À titre d’exemple, un sous-marin de la classe Virginia est acheté pour deux fois le prix d’un Astute britannique, et plus de 2,5 fois plus que les Suffren français, sans que ses performances justifient un tel écart de prix.

Si on le compare à un Iassen russe, le rapport de prix est supérieur à 3,5, comme c’est le cas entre un Su-35 acquis par les forces aériennes russes et un F-15EX acquis par l’US Air Force, alors qu’un Abrams coute pas moins de 6 fois le prix d’un T-90M, et qu’une frégate Constellation coutera deux fois le prix d’un destroyer chinois Type 052D.

Ni les différences de coût de main d’œuvre, ni les différences de performances ne justifient de tels écarts qui s’appliquent également aux couts de maintenance et d’évolution des équipements, ceci venant clairement handicaper lourdement l’effort américain pour moderniser ses armées face au retour de la compétition stratégique avec la Russie et la Chine.
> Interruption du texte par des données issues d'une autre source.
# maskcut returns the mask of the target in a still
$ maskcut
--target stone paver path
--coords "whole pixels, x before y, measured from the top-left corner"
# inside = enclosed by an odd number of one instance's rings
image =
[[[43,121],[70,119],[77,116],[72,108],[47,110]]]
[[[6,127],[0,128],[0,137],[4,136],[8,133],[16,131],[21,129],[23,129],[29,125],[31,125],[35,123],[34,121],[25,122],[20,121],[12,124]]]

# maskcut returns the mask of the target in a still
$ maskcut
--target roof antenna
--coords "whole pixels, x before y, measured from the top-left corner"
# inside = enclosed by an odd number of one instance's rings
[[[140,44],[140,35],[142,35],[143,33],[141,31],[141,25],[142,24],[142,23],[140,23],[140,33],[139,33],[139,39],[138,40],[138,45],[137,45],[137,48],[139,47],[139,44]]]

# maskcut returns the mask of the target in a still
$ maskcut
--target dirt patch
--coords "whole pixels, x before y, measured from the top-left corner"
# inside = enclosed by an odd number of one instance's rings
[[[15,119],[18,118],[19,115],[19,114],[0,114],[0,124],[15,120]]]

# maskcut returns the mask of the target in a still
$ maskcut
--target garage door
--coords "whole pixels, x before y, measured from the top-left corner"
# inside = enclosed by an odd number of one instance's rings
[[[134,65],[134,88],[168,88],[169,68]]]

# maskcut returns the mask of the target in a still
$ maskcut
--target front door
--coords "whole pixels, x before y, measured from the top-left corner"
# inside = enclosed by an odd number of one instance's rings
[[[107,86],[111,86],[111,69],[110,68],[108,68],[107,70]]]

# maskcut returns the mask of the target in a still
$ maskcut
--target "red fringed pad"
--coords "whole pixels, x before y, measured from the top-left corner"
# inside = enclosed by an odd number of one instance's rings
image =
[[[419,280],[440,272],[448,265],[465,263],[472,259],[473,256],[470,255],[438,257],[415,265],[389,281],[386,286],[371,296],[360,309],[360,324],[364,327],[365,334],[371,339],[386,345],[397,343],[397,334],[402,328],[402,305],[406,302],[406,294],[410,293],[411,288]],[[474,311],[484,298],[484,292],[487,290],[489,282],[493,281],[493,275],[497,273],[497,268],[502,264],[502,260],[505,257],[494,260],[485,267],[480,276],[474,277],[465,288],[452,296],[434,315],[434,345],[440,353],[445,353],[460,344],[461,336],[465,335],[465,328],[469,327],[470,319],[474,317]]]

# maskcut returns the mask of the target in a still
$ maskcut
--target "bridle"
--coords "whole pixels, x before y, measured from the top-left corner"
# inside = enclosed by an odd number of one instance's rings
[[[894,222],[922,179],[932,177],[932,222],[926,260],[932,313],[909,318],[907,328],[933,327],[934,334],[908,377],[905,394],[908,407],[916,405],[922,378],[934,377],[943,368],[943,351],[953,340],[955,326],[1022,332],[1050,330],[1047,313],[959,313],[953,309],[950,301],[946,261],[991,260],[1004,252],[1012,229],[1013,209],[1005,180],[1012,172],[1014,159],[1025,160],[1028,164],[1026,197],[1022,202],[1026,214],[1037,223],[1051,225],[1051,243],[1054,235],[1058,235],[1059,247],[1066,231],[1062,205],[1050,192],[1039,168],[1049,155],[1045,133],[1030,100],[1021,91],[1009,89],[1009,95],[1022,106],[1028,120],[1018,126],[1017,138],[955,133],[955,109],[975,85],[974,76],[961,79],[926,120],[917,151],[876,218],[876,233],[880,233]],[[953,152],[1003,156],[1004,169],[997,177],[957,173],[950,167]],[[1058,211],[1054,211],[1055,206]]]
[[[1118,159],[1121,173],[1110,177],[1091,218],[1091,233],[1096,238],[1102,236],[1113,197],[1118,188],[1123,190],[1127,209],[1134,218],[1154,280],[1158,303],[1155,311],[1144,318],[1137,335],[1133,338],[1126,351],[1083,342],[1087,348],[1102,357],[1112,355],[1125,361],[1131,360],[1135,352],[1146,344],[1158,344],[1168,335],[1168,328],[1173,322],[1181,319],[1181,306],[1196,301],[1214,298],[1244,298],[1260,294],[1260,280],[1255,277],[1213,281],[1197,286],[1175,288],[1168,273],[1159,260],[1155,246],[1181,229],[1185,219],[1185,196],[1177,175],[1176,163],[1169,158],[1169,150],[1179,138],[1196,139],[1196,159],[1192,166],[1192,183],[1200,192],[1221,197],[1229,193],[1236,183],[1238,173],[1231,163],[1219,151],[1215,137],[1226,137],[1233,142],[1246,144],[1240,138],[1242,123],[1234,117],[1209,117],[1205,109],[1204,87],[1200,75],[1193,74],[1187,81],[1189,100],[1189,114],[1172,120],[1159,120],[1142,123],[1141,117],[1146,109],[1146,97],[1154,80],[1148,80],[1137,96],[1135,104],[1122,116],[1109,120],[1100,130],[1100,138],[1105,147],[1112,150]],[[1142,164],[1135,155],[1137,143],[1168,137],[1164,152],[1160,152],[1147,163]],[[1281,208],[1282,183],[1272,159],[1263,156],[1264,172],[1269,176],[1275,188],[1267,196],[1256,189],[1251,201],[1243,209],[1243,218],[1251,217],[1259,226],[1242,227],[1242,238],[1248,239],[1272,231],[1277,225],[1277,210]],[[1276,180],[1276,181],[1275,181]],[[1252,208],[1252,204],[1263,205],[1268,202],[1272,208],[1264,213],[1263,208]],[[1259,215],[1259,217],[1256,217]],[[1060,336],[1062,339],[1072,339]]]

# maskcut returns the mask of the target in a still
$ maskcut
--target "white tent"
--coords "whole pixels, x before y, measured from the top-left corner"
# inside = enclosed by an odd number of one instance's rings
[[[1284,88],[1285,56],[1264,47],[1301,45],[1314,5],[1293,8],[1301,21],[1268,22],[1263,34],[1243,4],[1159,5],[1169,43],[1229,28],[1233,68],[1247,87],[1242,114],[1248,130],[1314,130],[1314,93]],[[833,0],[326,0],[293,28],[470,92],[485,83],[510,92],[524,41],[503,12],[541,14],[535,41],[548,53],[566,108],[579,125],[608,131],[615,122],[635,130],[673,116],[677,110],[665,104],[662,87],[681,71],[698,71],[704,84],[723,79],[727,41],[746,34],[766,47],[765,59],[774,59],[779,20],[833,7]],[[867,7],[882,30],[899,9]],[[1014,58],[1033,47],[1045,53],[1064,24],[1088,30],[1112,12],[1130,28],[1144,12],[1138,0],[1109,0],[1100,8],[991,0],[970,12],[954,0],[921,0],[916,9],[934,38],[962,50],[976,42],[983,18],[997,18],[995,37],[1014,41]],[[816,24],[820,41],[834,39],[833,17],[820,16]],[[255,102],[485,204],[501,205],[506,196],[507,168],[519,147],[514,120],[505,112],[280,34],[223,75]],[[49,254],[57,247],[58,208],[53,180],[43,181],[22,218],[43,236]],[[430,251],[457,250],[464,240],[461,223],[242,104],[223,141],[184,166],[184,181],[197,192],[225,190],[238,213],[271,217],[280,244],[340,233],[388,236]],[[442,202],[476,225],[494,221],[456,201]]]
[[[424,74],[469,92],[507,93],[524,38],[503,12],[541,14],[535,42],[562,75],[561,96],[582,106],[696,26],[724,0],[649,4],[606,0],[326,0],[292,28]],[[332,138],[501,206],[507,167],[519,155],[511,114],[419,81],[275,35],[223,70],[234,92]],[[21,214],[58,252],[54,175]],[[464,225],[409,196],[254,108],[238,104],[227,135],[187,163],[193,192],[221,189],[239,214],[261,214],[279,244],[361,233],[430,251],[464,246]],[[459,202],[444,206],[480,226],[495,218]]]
Lancement d'un SNA Virginia Block IV
Aujourd’hui, un sous-marin nucléaire d’attaque de la classe Virginia coute deux fois le prix d’un Astute britannique, 2,5 fois le prix d’un Suffren français, et 3,5 fois le prix d’un Iassen russe

Dans tous les cas, il est peu probable que les États-Unis soient en mesure de relever efficacement le défi chinois / russe sans en passer par une profonde réorganisation de son industrie de défense et de ses pratiques commerciales.

Car contrairement aux trois décennies précédentes, les États-Unis doivent désormais faire face à des adversaires performants dans ce domaine, et plus particulièrement la Chine qui a su efficacement organiser et structurer ses propres capacités industrielles et technologiques de défense, précisément pour produire en masse et à couts maitrisés des équipements efficaces.

Alors que l’économie chinoise va petit-à-petit venir tangenter l’économie américaine, et que Pékin va très probablement étendre son réseau d’alliances dans le Monde, les pratiques de la BITD US constituent aujourd’hui, en bien des points, le plus grand point faible d’un camp occidental habitué à être biberonné par Washington dans ce domaine.